Once the small Kingdom of Galicia–Volhynia and later a crown land of Austria-Hungary, the Kingdom of Galicia and Lodomeria, which straddled the modern-day border between Poland and Ukraine, Jewish Galicia was a cultural incubator that produced Hasidic dynasties, the writer Shai Agnon and modern Yiddish music. After centuries of thriving Galicia’s vibrant Jewish atmosphere quickly vanished during the Holocaust. Around one million Jews lived in Ukraine and 700,000 in Galicia at the beginning of the Holocaust. At the Holocaust’s conclusion, the figures plummeted as the Nazis doused the region in Jewish blood. Galicia’s once-majestic synagogues and sprawling Jewish cemeteries are now decaying shacks and unkempt meadows.
We make our first stop at the town of Drohobych, home to the legendary Jewish writer and artist Bruno Schulz.We visit Former King Władysław Jagiełło State Gymnasium where Schulz worked as a teacher of drawing and manual arts from 1924 to 1939 and where one-room Bruno Schulz Museum was opened in 2003 in one of his former professorial offices. Then you get inside recently renovated the Great Synagogue in Drohobych that in the 19th century was known as the largest synagogue in Eastern Europe. We pay our respect to those who perished in the Holocaust at a memorial site built in the nearby forest where the town’s Jewish population was murdered. Of the thousands of Jews who once walked the city of Drohobych, a mere 150 call it their home today. They do need our support and many of them gladly meet our groups to tell their story…
We head to Bolekhiv (Bolechow) now, but on the way we stop in Stryi (Stryj), a small, faded town where Jews lived from the 17th century until the community was destroyed in the Holocaust.
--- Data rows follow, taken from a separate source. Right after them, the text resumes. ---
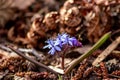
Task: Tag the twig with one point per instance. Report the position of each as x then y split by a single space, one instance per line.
107 51
82 57
33 61
32 50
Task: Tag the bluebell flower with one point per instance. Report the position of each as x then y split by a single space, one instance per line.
51 45
58 40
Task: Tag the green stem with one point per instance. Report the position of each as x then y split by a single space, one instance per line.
82 57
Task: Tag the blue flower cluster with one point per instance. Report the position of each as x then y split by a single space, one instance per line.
57 44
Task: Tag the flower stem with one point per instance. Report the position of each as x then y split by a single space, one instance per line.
62 64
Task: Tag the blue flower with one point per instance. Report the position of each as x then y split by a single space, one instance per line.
51 45
61 40
58 40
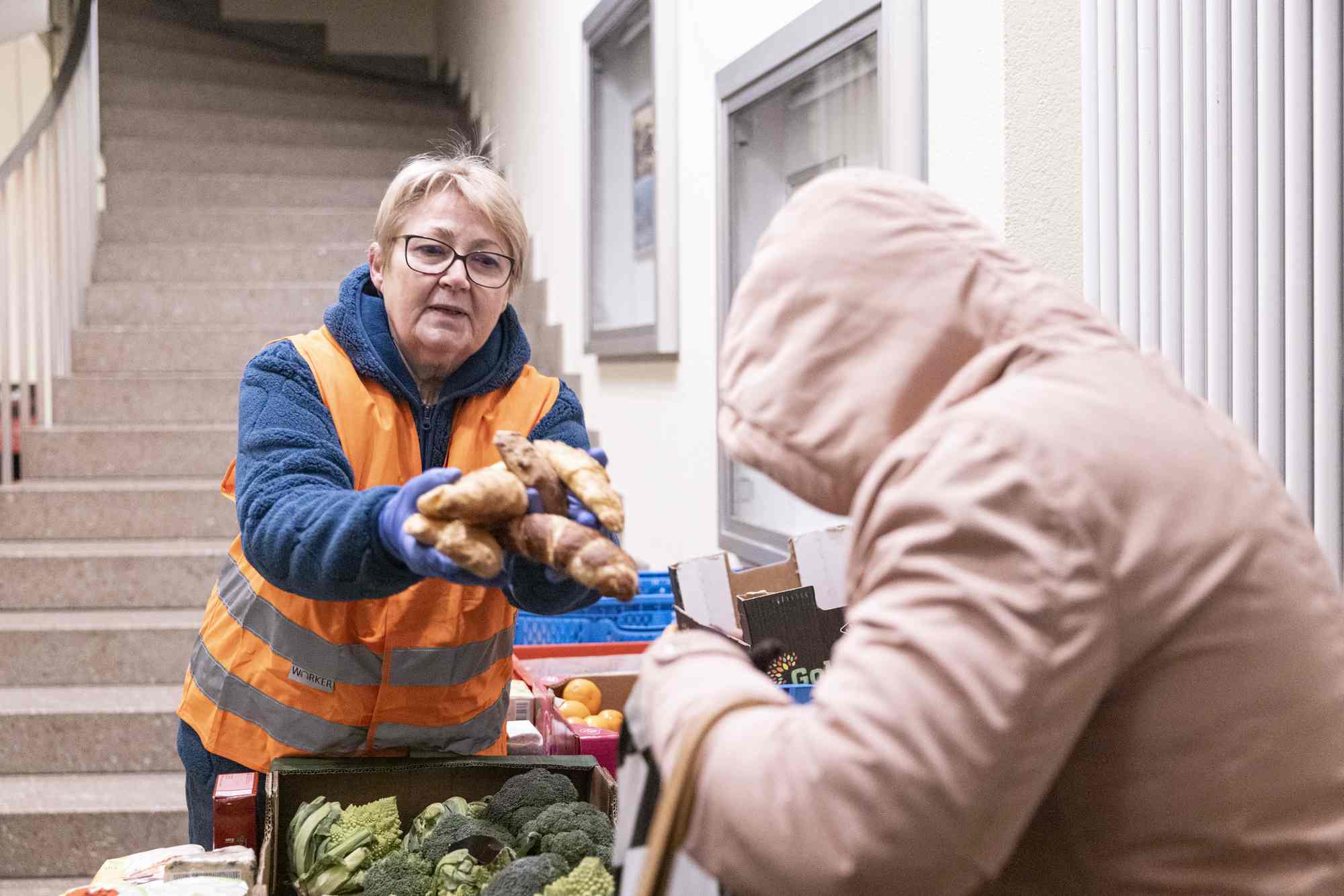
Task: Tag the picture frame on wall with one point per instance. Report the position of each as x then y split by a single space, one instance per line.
646 228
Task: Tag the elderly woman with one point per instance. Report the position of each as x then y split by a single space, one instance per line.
330 631
1092 645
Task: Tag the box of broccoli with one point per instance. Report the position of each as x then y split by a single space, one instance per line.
495 824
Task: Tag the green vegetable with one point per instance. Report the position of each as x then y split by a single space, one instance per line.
460 875
311 838
421 825
338 867
589 879
380 817
454 828
523 797
528 877
573 831
400 874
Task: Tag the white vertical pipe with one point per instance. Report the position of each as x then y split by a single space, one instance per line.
6 408
1108 139
1092 225
1150 186
1220 209
1127 163
49 259
1298 253
1329 285
1170 179
1269 240
1245 373
1194 201
29 288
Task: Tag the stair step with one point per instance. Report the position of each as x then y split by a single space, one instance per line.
71 824
110 350
295 308
170 93
136 398
106 510
119 449
239 225
171 124
114 574
140 189
128 58
228 263
96 647
131 154
68 729
127 26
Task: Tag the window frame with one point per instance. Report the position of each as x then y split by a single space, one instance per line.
819 34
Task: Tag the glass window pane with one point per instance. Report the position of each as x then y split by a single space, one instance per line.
827 118
624 173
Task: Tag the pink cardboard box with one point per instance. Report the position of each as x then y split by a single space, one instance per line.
566 738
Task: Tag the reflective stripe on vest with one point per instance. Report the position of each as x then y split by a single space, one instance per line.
279 675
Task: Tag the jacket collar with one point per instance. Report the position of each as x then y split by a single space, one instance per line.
358 322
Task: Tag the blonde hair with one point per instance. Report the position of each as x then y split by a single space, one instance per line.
475 178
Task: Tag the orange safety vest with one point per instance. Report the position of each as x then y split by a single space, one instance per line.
279 675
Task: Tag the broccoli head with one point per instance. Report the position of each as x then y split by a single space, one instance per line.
380 817
573 831
398 874
454 828
589 879
528 877
523 797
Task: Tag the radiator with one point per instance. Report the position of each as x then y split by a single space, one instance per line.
1213 206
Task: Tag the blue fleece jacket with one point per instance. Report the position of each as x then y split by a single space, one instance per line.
304 526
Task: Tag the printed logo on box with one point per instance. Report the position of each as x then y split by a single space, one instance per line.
306 678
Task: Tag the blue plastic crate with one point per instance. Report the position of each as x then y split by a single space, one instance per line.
642 619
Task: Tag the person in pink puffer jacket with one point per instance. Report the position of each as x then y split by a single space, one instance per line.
1092 645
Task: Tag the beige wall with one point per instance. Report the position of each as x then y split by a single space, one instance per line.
25 84
523 62
1044 135
405 28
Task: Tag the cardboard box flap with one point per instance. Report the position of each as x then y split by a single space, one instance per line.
823 562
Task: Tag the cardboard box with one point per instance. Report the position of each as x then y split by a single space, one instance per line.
565 738
799 601
236 809
415 782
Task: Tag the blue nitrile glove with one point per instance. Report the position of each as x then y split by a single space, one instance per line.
577 511
419 558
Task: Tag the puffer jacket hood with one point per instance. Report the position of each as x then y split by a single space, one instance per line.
872 277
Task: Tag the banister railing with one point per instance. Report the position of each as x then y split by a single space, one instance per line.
49 229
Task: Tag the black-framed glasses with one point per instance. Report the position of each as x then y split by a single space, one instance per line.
433 257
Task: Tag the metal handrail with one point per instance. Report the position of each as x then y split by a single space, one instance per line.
75 53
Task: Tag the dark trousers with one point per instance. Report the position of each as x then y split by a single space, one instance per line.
202 769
Some 12,000 Jews lived here on the eve of World War II, about 40 percent of the local population. Most were deported to the Nazi death camp in Belzec (Poland), but hundreds were rounded up and held in the main synagogue; many died there and many were shot dead in the Jewish cemetery or a nearby forest, where a small memorial stone now commemorates the victims. Today, the only remnant of the Jewish past in Stryi is the hulking ruin of the Great Synagogue. Only the walls are left standing, enclosing empty space. The arched central portal is now closed by a new gate that features a menorah and stars of David, and a plaque denotes the ruin as a former synagogue.
Bolekhiv is less than 20 km due south of Stryj, and upon arrival we take a look at the surviving synagogue, a rather tall, narrow building set off the long main square across from a newly renovated church. Jews settled in Bolechow in the 16th century and by 1900 made up about three-quarters of the population. Nearly 3,000 Jews lived there in 1938; as in Stryj and so many other towns in western Ukraine, they were deported to their deaths at Belzec or massacred locally by German units and local collaborators.
The Jewish cemetery on a little hill across a stream just outside of town was founded in the 17th century, and the earliest legible stone dates from 1648. About 1,500 tombstones are spread out here, shaded by trees that have grown up over time.